I'm making a 2D pixel art game, and I like the effect created by a low follow speed on the camera, where the player stops moving and the camera slowly comes to rest too. The problem is that the very last stretch of the stopping motion introduces a lot of jitter that is very apparent when you are using pixel art.
Correct me if I'm wrong, but it appears to me that the camera is programmed to move by increasingly smaller distances the closer it gets to the resting point (and those distances are determined by the follow speed). For instance, if the camera is 6 units away from its destination, it might move at 3 units/second; when it's 3 units away, it might move at 1.5 units/s; when it's 1.5 units away, it might move at 0.75 units/s; and so on. Most of this movement looks good! The problem happens when the camera is very close to its destination, but still moving by very, very small distances - the camera already looks still, but Unity doesn't quite know where to render each individual pixel because they are bigger than the movement itself.

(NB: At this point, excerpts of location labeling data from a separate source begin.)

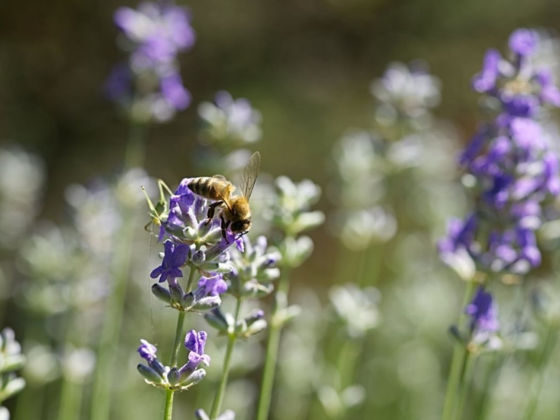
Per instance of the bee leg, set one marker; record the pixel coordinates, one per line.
(212, 210)
(224, 227)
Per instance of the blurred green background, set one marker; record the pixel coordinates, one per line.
(305, 65)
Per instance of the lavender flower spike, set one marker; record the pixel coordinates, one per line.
(512, 166)
(147, 351)
(483, 312)
(157, 30)
(174, 258)
(195, 342)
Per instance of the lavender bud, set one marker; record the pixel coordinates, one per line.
(161, 293)
(456, 334)
(176, 292)
(254, 316)
(207, 303)
(4, 413)
(198, 257)
(256, 327)
(187, 300)
(201, 415)
(173, 376)
(150, 375)
(295, 251)
(197, 376)
(217, 320)
(226, 415)
(286, 314)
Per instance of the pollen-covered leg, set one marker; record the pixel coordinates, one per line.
(212, 210)
(224, 227)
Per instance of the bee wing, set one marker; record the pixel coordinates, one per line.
(250, 173)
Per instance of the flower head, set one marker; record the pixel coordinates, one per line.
(149, 86)
(194, 343)
(174, 258)
(229, 122)
(157, 31)
(147, 351)
(511, 163)
(254, 269)
(523, 42)
(483, 312)
(178, 379)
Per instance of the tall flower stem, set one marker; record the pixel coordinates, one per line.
(537, 382)
(492, 373)
(123, 244)
(467, 370)
(272, 347)
(457, 363)
(136, 147)
(168, 411)
(179, 336)
(70, 400)
(218, 399)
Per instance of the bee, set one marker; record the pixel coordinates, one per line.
(234, 209)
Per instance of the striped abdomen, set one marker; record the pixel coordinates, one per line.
(212, 188)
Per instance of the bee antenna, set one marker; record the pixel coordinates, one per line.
(241, 235)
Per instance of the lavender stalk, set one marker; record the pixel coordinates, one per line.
(291, 216)
(149, 88)
(514, 175)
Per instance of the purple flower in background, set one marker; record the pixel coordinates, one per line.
(118, 84)
(149, 86)
(513, 164)
(212, 286)
(195, 343)
(158, 31)
(483, 312)
(229, 120)
(174, 258)
(523, 42)
(174, 92)
(147, 351)
(486, 79)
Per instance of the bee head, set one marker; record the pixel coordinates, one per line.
(241, 226)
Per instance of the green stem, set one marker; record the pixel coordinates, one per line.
(272, 347)
(70, 400)
(178, 338)
(467, 369)
(347, 360)
(136, 147)
(123, 245)
(537, 382)
(30, 403)
(218, 399)
(168, 410)
(456, 363)
(109, 339)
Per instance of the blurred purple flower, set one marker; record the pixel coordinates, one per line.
(147, 351)
(486, 79)
(523, 42)
(174, 92)
(513, 164)
(483, 312)
(118, 84)
(174, 258)
(212, 286)
(158, 31)
(195, 343)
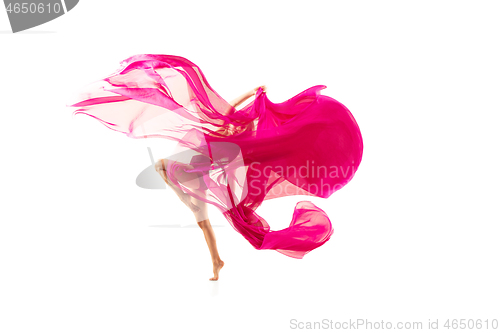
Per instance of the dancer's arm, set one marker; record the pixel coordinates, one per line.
(237, 101)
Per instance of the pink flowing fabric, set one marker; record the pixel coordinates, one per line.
(307, 145)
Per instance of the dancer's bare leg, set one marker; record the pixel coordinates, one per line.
(209, 234)
(200, 211)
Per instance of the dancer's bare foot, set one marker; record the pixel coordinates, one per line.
(217, 268)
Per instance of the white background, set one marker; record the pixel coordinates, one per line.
(84, 249)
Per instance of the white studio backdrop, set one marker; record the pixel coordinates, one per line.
(84, 249)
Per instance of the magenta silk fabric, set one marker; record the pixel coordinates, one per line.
(307, 145)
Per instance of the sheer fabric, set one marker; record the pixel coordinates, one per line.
(235, 159)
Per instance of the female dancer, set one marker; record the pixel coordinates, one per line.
(309, 144)
(198, 207)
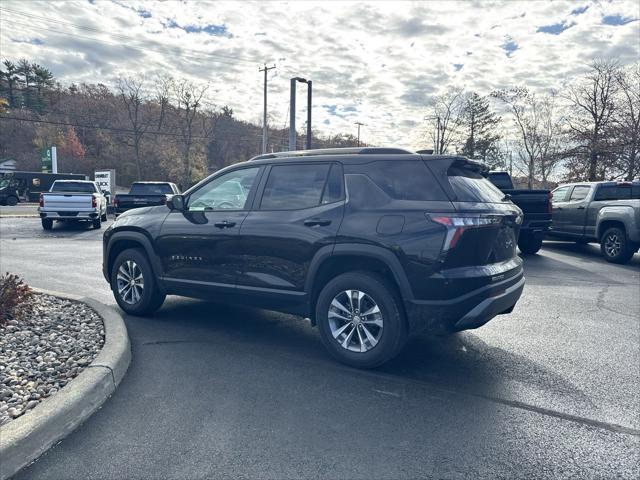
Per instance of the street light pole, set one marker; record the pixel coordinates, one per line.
(309, 115)
(359, 124)
(264, 115)
(292, 116)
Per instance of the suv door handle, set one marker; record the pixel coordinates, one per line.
(225, 224)
(316, 222)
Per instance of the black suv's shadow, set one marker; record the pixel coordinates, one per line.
(589, 251)
(460, 362)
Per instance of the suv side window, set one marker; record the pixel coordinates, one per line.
(579, 193)
(400, 180)
(228, 192)
(294, 187)
(334, 187)
(560, 194)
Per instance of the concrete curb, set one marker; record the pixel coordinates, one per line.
(24, 439)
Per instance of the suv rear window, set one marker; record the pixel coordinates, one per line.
(470, 186)
(73, 187)
(150, 189)
(403, 179)
(618, 192)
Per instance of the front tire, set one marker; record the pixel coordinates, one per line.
(615, 246)
(134, 285)
(361, 320)
(529, 245)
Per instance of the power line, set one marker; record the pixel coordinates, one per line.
(116, 35)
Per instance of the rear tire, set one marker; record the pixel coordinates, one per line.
(615, 246)
(529, 245)
(353, 336)
(144, 296)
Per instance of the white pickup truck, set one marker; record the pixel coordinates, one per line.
(73, 201)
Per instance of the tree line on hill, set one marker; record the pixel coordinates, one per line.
(588, 130)
(147, 130)
(166, 129)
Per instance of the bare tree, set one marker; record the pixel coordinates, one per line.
(627, 120)
(132, 95)
(592, 102)
(537, 128)
(446, 114)
(189, 97)
(163, 87)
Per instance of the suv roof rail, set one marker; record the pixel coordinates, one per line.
(335, 151)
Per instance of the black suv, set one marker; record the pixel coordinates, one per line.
(372, 244)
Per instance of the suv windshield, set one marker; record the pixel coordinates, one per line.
(75, 187)
(150, 189)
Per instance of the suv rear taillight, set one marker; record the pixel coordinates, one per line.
(457, 224)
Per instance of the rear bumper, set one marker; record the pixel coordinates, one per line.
(471, 310)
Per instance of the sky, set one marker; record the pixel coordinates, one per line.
(379, 63)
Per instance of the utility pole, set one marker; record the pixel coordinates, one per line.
(264, 116)
(359, 125)
(292, 113)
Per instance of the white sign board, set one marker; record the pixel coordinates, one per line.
(106, 180)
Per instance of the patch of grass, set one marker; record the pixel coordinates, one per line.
(15, 298)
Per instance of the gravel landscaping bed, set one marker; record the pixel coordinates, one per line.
(41, 353)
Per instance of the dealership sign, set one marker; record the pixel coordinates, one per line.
(106, 180)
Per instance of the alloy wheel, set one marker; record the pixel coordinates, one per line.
(130, 282)
(355, 321)
(612, 245)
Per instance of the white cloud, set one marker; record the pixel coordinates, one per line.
(377, 62)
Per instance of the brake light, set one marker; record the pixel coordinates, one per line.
(456, 225)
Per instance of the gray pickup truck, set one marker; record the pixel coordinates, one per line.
(604, 212)
(73, 201)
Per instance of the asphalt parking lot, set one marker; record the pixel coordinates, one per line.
(216, 391)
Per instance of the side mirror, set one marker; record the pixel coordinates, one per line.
(176, 202)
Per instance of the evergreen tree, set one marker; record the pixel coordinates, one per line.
(9, 82)
(480, 124)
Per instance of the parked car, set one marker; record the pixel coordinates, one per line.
(371, 244)
(536, 206)
(144, 194)
(9, 191)
(604, 212)
(73, 201)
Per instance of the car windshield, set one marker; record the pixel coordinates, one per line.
(73, 187)
(150, 189)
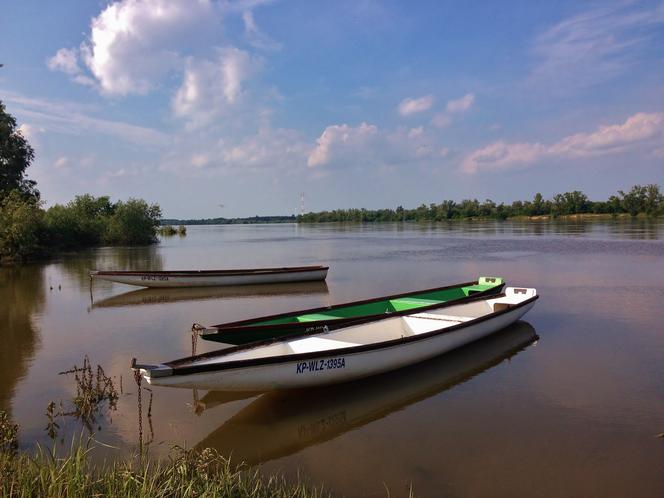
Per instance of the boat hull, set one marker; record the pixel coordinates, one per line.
(330, 367)
(330, 318)
(214, 279)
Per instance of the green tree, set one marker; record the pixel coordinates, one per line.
(133, 222)
(16, 154)
(21, 226)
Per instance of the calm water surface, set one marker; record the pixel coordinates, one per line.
(568, 402)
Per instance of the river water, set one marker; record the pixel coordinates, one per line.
(568, 402)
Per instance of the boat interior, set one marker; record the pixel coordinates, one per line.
(381, 330)
(404, 303)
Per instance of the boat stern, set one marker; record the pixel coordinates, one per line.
(150, 372)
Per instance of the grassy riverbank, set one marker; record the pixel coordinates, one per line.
(27, 231)
(184, 474)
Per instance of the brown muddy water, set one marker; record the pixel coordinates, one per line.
(569, 402)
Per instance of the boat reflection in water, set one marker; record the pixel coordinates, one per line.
(166, 295)
(281, 423)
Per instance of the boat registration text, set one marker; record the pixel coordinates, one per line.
(318, 365)
(159, 278)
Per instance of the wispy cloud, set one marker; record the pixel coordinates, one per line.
(211, 86)
(594, 46)
(640, 130)
(256, 37)
(70, 118)
(413, 106)
(455, 106)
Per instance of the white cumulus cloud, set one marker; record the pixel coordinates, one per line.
(412, 106)
(342, 145)
(641, 129)
(133, 44)
(338, 138)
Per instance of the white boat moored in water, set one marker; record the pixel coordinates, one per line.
(348, 353)
(212, 278)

I was wondering if there wouldn't be an easy solution for this? For instance, by giving us a "snapping distance" value on the editor? The camera would slowly move to its destination (say, 0x 0y) like it always has, but once it arrived at a user-defined value (say, 0.1x 0.1y), it would snap to 0x 0y instantly instead of moving slowly between those two values.
Comments
The issue you're describing is common in operations that use Unity's Lerp function. For some operations, such as character movement, AC uses a built-in lerp process that aims to reduce this behaviour. I'll see if it can be similarly applied to 2D cameras.
Thanks for the "stepped" suggestion. I'll consider it.
To answer your question, my camera is Orthographic.